For investors, world war one was a bolt from the blue - a crisis almost wholly unanticipated by stock markets until the first week of July 1914. By contrast, world war two was long foreseen by the markets, priced in from as early as 1936.
World war three was different again. As the nuclear arsenals of the superpowers grew ever larger, it became harder to imagine a life worth living after Armageddon; shorting the planet was not really an option.
As it turned out, of course, the third world war was only the third world's war: a series of nasty proxy wars fought with conventional weapons in peripheral theatres from Angola to Guatemala to Vietnam. World war four was supposed to be the showdown between the west and radical Islam, forecast in 1993 by Samuel Huntington as the "clash of civilisations". Since the terrorist attacks of September 11 2001, investors have had to take this nightmare scenario seriously. And the worse things have gone in the Middle East since the invasion of Iraq, the more likely it has seemed the US might launch its next pre-emptive strike against neighbouring Iran.
Until last week, only a congenital optimist could rule out US air strikes on Iran's nuclear facilities. Mahmoud Ahmadi-Nejad, the Iranian president, seemed almost to be asking for a confrontation, openly boasting about his country's uranium enrichment programme and warning the US "not to play with the lion's tail". His American counterpart declared last August: "Iran's active pursuit of technology that could lead to nuclear weapons threatens to put a region already known for instability under the shadow of a nuclear holocaust." Indeed, George W. Bush went even further in October, saying: "If you're interested in avoiding world war three, it seems like you ought to be interested in preventing [the Iranians] from having the knowledge necessary to make a nuclear weapon."
The International Atomic Energy Agency reported an acceleration of Iran's uranium enrichment, escalating tension.
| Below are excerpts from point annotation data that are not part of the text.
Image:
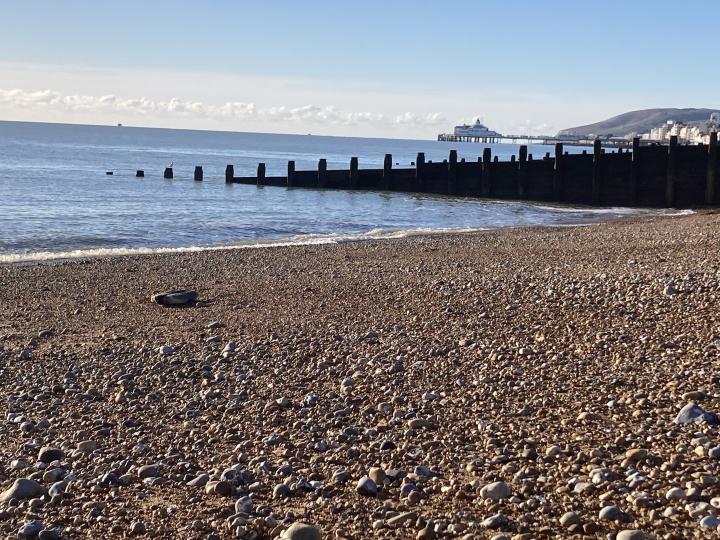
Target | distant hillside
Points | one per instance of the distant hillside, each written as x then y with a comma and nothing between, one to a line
638,122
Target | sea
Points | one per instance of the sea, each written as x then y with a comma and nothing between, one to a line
57,202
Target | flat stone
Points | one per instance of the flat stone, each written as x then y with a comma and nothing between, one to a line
22,488
301,531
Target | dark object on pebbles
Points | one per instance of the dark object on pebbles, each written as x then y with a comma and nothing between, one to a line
180,297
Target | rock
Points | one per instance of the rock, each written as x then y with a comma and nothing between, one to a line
496,491
48,454
631,535
710,522
30,529
281,491
301,531
366,486
149,471
22,488
611,513
569,519
176,298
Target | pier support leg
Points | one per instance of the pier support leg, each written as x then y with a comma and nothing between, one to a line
387,172
452,173
671,171
711,182
558,174
354,174
597,158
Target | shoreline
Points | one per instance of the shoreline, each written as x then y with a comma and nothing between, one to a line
518,382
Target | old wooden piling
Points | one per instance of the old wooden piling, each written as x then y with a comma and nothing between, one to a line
711,180
596,180
354,174
635,171
558,174
387,173
322,173
522,172
671,172
452,173
291,174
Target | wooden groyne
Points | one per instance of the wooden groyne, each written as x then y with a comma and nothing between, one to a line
671,176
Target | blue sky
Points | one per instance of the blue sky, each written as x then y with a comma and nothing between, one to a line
392,68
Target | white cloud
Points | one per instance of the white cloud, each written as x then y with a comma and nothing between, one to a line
229,111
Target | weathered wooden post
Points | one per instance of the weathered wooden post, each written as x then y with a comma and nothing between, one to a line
322,173
671,171
486,174
558,174
597,157
354,174
522,172
635,171
291,174
420,172
452,173
710,183
387,172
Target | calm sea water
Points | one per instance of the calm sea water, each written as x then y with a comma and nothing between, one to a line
56,200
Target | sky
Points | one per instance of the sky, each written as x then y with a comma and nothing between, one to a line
391,68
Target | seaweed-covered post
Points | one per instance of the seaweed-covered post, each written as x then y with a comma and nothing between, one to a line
420,172
671,171
597,157
486,174
635,171
452,173
322,173
387,172
522,172
710,184
354,174
291,174
558,174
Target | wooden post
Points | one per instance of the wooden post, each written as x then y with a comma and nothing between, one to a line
522,172
452,173
387,172
671,171
558,174
635,172
597,157
322,173
291,174
710,184
420,172
354,174
486,172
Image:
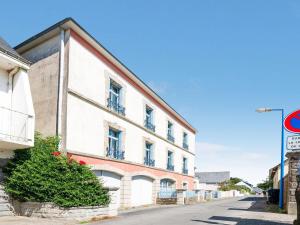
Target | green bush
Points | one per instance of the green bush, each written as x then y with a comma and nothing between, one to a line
42,174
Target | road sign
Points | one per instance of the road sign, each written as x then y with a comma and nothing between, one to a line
293,142
292,122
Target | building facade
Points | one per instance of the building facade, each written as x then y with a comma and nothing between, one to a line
16,111
106,116
16,107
Seven days ago, I would have put the probability of US military action at about 40 per cent. What did Mr Bush have to lose? Unable to seek a third term in office, he was said to be convinced that his successor would (perhaps literally) lack the cojones to confront Tehran. And the Israelis seemed to have shown the low political cost of air strikes with their hit on a suspected Syrian nuclear facility. It would not have been a world war, after all, though the impact on crude oil prices would surely have been substantial.
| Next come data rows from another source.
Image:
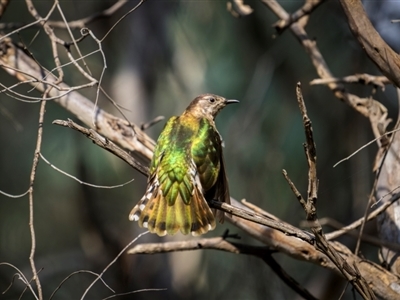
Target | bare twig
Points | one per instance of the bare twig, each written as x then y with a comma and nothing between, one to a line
82,182
112,262
134,292
220,243
367,79
31,183
350,272
308,7
368,107
79,272
387,60
104,143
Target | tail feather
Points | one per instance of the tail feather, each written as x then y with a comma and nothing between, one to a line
153,212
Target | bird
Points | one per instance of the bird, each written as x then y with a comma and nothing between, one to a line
186,171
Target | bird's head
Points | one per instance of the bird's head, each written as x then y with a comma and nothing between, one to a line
208,105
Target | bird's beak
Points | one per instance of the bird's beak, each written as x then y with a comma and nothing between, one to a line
230,101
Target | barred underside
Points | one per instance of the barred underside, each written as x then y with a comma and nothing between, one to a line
154,212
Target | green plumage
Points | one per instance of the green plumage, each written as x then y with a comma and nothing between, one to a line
186,170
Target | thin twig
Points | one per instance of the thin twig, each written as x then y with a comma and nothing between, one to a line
220,243
351,273
365,146
82,182
79,272
104,143
31,183
112,262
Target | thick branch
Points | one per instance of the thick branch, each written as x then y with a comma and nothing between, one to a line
387,60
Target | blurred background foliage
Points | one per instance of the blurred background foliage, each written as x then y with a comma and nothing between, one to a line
158,59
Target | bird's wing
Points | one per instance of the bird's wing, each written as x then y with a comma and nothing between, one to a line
207,154
173,200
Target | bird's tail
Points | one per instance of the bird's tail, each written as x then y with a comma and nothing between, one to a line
155,213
Then came the new National Intelligence Estimate, a very different kind of bolt from the blue. "We judge with high confidence," its authors declared, "that in fall 2003 Tehran halted its nuclear weapons programme." Do those words mean "world war four" has been cancelled?
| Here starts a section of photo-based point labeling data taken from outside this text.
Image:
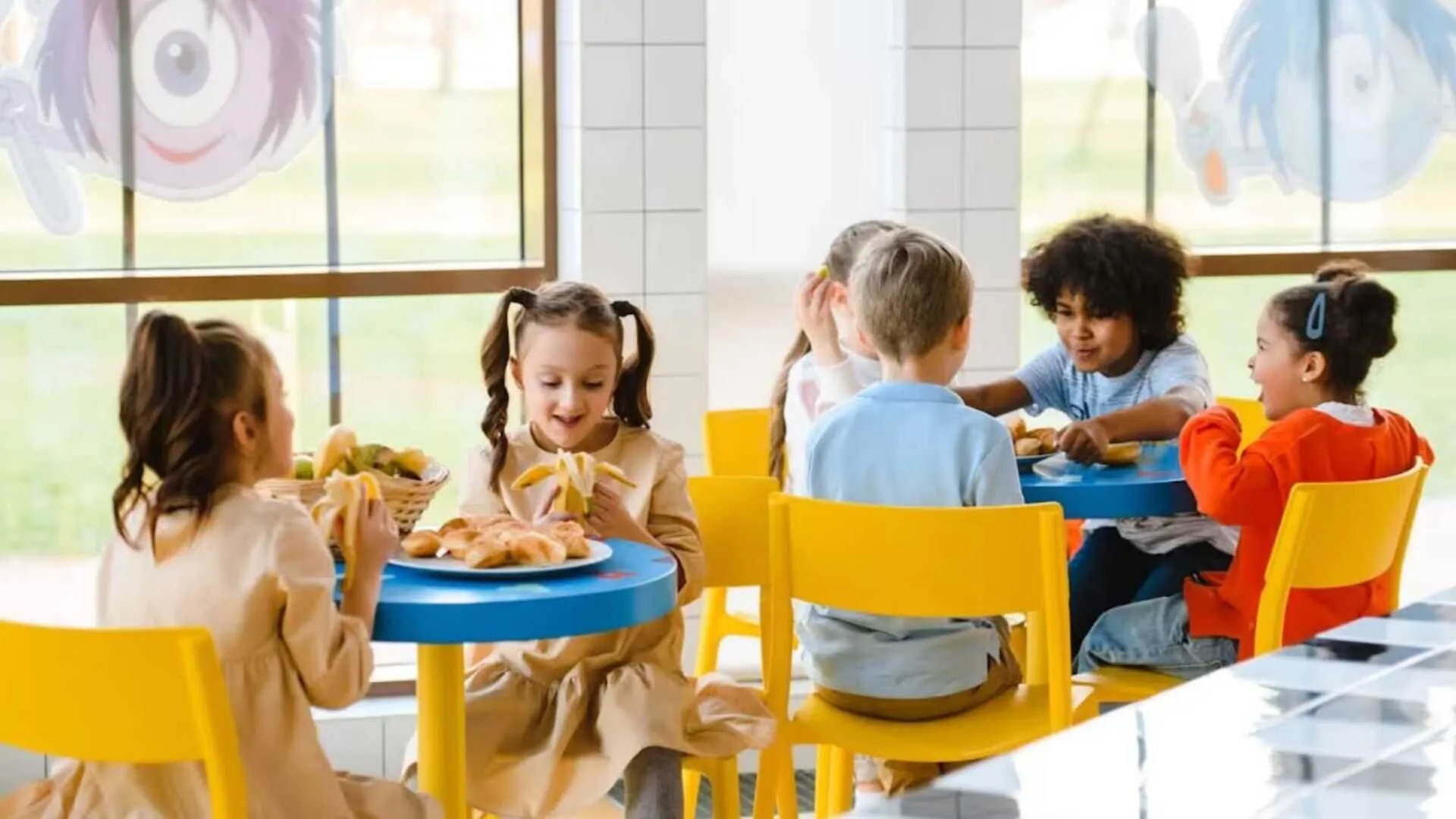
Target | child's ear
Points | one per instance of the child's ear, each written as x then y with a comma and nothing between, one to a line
864,338
962,335
1313,368
246,433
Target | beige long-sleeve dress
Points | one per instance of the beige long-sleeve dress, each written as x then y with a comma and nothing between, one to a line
259,577
552,725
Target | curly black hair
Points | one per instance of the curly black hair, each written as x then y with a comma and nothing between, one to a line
1122,267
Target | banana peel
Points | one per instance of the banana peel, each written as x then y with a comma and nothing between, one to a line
338,513
576,475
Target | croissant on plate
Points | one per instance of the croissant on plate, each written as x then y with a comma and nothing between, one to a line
494,541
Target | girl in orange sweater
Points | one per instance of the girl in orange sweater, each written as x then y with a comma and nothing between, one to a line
1315,347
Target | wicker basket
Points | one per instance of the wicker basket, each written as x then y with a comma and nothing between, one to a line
406,500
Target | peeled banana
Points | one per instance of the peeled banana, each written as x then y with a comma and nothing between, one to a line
576,474
337,515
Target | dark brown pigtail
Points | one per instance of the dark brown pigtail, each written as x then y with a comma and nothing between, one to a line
182,385
631,401
495,359
778,428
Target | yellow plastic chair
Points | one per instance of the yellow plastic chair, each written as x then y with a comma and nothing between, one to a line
161,700
733,518
1251,419
736,444
1332,535
913,563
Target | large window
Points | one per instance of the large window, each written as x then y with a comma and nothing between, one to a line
1273,134
351,181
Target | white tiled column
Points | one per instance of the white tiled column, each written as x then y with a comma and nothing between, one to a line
954,152
632,177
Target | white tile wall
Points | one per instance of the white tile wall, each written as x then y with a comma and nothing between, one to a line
674,20
676,77
934,22
680,327
993,22
934,77
610,169
634,191
932,169
610,86
954,149
992,168
990,241
990,101
609,20
677,253
19,767
612,251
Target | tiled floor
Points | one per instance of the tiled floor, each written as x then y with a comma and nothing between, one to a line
1354,725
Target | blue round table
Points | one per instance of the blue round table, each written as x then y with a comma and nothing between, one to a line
1152,487
438,613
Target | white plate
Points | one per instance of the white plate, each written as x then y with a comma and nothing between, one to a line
452,566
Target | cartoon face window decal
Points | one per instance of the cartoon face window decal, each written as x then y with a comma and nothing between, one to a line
1391,80
223,91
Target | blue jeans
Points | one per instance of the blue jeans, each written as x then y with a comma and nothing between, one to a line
1110,572
1153,635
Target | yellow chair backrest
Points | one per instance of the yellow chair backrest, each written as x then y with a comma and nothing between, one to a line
1251,419
737,442
733,519
1337,535
121,695
902,561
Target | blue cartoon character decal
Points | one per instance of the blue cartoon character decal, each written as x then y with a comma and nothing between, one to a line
221,93
1392,74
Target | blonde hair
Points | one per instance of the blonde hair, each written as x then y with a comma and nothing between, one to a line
839,261
910,290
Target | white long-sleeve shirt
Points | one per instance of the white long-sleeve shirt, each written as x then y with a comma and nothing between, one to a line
814,391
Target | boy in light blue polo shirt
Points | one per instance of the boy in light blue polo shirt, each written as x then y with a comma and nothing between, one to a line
909,441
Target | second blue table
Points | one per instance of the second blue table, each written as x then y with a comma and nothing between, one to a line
1153,487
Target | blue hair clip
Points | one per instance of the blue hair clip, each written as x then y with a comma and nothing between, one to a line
1315,324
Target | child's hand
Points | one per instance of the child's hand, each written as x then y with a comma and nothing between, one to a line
1084,442
610,519
811,309
379,541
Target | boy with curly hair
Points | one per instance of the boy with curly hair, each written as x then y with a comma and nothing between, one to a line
1123,371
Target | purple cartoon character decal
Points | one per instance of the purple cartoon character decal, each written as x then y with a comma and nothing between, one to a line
221,93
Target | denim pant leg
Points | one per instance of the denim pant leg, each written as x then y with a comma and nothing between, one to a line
1104,575
1174,567
1153,635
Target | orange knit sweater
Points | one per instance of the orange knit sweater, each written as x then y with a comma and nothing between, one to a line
1251,488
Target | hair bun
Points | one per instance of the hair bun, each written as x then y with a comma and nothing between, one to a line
1335,271
1369,309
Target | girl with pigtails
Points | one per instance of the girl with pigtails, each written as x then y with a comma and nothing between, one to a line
551,726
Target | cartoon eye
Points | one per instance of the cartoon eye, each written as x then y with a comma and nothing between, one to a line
185,61
1360,83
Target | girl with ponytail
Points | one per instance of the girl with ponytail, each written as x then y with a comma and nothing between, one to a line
204,419
552,726
1313,349
826,365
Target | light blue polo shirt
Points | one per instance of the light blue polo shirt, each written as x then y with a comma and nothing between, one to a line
1056,384
902,444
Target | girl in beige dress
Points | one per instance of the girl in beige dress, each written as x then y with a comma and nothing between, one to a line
551,726
201,409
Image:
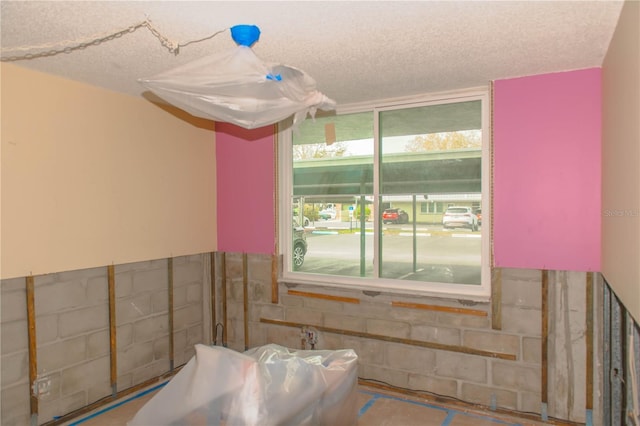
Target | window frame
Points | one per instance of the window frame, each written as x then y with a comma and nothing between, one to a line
474,292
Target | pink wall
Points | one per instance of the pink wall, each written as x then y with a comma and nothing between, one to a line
547,171
245,189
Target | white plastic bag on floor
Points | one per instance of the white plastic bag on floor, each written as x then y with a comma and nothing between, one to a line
268,385
235,86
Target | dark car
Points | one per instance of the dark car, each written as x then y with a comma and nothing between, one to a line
299,245
478,213
395,216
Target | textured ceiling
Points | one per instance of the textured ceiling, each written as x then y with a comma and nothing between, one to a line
356,51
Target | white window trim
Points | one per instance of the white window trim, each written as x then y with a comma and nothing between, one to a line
446,290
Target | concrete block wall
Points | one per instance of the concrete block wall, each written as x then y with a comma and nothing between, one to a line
73,339
490,381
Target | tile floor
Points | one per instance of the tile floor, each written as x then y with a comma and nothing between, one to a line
377,408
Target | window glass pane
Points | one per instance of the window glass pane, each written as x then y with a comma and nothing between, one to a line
431,154
403,212
332,178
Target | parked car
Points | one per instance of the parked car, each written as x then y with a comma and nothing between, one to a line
299,245
327,214
395,216
478,213
460,217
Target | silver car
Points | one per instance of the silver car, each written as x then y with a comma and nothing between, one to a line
460,217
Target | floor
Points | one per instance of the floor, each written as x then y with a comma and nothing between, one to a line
377,408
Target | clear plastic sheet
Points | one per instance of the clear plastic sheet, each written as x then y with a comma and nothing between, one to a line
235,86
268,385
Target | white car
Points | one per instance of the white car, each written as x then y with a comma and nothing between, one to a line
460,217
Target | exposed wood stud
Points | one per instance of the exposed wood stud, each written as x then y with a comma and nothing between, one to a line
589,342
112,329
430,345
274,279
496,298
223,294
323,296
545,341
170,298
449,309
245,298
33,358
214,327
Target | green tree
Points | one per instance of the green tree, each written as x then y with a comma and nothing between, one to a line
446,141
318,150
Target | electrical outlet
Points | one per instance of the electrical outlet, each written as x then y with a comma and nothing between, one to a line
42,386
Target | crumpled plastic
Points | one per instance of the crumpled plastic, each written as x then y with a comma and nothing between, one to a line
268,385
235,86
Do not speak too soon. A senior official close to the IAEA told The New York Times: "We don't buy the American analysis 100 per cent. We are not that generous with Iran." A close reading of the assessment suggested Mr Bush could still find reason to be suspicious. The report expresses only "moderate confidence" Iran did not restart its nuclear weapons programme this year. Its authors believe "with low confidence that Iran probably has imported at least some weapons-usable fissile material".
Nevertheless, it has now become much harder for Mr Bush to justify pre-emptive military action in the year he still has in office. It is, says the report, "very unlikely" Iran could produce enough highly-enriched uranium to make a nuclear weapon by late 2009. The more likely date is between 2010 and 2015.
One prominent commentator, the erstwhile hawk Robert Kagan, now argues this is an opportunity for Mr Bush to morph into a dove by adopting a new policy of diplomatic engagement with Iran. But it just is not in this president's nature to beat his sword into a ploughshare. In any case, it seems doubtful the Iranians would take such a volte-face seriously.
Where Mr Kagan has a point is that the time may well have arrived to rethink US policy towards Iran. Until 1979, relations between Washington and Tehran were a foundation of American strategy in the Middle East. Since the revolution that overthrew the Shah, there have barely been any relations at all.
Iran has been and remains an important major sponsor of organisations hostile to the US and its ally, Israel, among them terrorist groups. The US response has been sanctions and more sanctions. The result has been worse than a stalemate. On Mr Bush's watch, Iran's political position has got stronger. If the US quits Iraq prematurely, Persian hegemony in the Gulf could become a reality, even without nukes.
Mr Bush's successor needs a different approach, offering a grand bargain to Tehran: economic assistance and diplomatic rapprochement for a renunciation of nuclear weapons and terrorism. Sounds implausible? No more so than Henry Kissinger and Richard Nixon's opening to Maoist China in 1972. But which of today's presidential candidates could pull it off? Surely not foreign policy novices like Barack Obama, Mitt Romney or Mike Huckabee. Surely not the fire-breathing Rudy Giuliani, a paid-up believer in world war four. Surely not, Iran being what it is, a woman.
Step forward John McCain. For who could more credibly put the next world war on ice than a veteran of Vietnam, itself a subplot in the third world's war?